On-the-fly is preferred: sample a fresh random transform every epoch. 50 images × 8 random transforms per epoch × 100 epochs → the network sees ~40 000 distinct views. Offline augmentation (pre-generate on disk) produces a fixed set the network will eventually memorise.

Augmentation: encoding physical invariances

Six augmented views of the SAME synthetic grain microstructure. All six panels show the same Voronoi grain layout (same polygonal grains, same topology) transformed in different ways. Top row: original, 90° rotation (valid for equiaxed grains), horizontal flip (valid — no polarity). Bottom row: brightness jitter (valid — structural label), Poisson noise (simulates low dose), vertical flip (invalid — breaks a surface gradient if present). Each valid transform is a claim that the physics has a symmetry.

The key concept for this slide: augmentation is not just multiplying data — it encodes a claim that the physics has a particular invariance. A rotation augmentation says “a grain boundary looks the same at any angle.” That is true for equiaxed grains; it is false for directionally solidified columnar grains, where orientation is a physical signal.
The one point to land: “before adding any transform, ask: would this produce a physically plausible image with the same label? If not, it is label noise you injected by hand.”
Misconception to preempt: “more augmentation is always safer.” Wrong. A wrong augmentation actively harms the model by injecting false invariances. Ablate augmentations one at a time if performance is unexpectedly poor.
EM anchor: for equiaxed recrystallised grains, rotation is truly invariant (orientation is arbitrary). For a thermal-gradient zone or rolled-sheet texture, rotation is physically meaningless. Same type of image, opposite correct answer — the difference is the physics.
Transition: “The most important augmentation concept is not the transforms themselves but the legality gate — next slide.”
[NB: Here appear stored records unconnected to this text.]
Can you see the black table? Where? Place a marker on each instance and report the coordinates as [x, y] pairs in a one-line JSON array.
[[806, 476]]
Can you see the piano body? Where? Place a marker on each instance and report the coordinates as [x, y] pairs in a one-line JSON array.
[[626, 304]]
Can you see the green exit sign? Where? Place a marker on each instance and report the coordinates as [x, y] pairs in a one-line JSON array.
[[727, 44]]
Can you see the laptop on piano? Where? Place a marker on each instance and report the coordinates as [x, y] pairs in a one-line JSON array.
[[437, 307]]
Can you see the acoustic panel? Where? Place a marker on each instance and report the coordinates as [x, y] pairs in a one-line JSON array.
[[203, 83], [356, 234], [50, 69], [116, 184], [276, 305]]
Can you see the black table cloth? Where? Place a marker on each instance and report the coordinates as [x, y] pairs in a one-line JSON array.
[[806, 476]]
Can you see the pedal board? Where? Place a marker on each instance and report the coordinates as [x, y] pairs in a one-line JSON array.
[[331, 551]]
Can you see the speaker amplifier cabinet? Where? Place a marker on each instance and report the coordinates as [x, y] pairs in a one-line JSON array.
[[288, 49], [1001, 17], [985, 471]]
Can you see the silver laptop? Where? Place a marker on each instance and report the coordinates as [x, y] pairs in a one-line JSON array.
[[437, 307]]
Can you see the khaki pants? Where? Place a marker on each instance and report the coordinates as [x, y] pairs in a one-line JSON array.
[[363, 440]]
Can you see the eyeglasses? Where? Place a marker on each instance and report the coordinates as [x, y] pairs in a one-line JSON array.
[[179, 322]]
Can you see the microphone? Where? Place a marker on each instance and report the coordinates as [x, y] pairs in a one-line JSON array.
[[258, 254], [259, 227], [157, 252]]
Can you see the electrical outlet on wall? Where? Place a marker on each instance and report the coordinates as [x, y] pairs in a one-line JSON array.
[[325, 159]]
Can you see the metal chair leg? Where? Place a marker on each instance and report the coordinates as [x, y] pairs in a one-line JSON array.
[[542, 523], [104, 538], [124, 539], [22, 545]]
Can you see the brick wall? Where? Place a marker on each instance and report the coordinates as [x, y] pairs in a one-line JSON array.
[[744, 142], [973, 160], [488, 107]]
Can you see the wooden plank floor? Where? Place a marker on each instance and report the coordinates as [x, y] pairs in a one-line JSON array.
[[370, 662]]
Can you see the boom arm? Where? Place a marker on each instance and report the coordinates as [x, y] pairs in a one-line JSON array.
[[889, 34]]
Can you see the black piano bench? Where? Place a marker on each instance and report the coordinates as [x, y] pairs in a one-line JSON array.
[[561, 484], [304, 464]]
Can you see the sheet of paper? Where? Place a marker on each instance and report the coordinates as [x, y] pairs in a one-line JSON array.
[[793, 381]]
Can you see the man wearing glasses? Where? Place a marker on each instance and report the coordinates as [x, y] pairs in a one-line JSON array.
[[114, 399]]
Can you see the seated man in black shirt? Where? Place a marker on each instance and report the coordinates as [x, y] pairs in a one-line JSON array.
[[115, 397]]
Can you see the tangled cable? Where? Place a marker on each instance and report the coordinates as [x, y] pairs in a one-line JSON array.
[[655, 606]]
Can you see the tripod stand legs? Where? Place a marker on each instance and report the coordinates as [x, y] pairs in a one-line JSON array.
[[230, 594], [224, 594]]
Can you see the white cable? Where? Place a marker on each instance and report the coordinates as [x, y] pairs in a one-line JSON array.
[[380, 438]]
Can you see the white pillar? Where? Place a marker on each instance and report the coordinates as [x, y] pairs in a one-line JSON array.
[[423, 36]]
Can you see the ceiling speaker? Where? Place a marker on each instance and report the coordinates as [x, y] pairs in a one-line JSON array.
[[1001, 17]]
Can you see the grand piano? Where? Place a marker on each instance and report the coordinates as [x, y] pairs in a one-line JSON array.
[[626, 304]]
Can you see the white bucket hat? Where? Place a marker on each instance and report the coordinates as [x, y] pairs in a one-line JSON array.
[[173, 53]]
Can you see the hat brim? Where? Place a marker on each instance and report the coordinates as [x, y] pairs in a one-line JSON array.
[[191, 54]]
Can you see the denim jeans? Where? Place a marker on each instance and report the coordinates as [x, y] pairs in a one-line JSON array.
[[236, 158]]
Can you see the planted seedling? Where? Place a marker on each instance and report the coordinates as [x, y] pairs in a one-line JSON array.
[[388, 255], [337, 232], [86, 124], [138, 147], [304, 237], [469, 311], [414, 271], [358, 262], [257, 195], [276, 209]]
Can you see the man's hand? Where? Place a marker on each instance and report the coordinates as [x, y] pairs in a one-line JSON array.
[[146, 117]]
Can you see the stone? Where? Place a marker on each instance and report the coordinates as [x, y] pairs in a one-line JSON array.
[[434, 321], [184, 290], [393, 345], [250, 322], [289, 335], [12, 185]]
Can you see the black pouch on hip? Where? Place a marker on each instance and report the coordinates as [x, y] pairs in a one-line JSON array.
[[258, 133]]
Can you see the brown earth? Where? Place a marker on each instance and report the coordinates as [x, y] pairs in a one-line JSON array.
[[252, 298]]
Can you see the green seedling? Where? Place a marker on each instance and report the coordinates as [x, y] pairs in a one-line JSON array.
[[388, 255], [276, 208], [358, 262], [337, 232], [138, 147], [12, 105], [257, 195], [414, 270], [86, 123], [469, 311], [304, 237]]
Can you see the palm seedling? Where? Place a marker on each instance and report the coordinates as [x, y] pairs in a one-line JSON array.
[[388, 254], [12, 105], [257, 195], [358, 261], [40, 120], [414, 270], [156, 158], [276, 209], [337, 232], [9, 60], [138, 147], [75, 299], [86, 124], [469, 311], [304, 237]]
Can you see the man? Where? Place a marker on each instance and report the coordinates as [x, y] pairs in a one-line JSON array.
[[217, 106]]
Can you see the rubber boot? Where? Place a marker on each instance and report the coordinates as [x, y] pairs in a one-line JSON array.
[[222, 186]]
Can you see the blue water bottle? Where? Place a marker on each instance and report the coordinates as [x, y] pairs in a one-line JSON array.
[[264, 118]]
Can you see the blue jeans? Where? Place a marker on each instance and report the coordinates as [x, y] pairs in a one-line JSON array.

Geometric augmentations: what they encode

Horizontal / vertical flip: encodes mirror symmetry. Valid for most equiaxed microstructures; invalid if the feature has polarity (e.g. surface-hardening layer — “top” differs from “bottom”).
Rotation (90°, 180°, 270°, or arbitrary): encodes rotational symmetry. Valid for equiaxed grains; invalid for directionally solidified columnar structures or any feature where orientation is the label.
Random crop / zoom: encodes translation and scale invariance. Usually safe, but ensure the crop does not eliminate the feature you are trying to detect.
Elastic deformation: simulates sample warping or electron-beam drift. Valid for topology-based tasks (grain boundary present/absent); invalid if metric properties (grain size, aspect ratio) are the label — elastic warp silently corrupts quantitative ground-truth.
Label consistency rule: every geometric transform applied to the image MUST be applied identically to the mask, bounding box, or label. Rotate image AND mask by the same randomly-sampled angle, at the same time.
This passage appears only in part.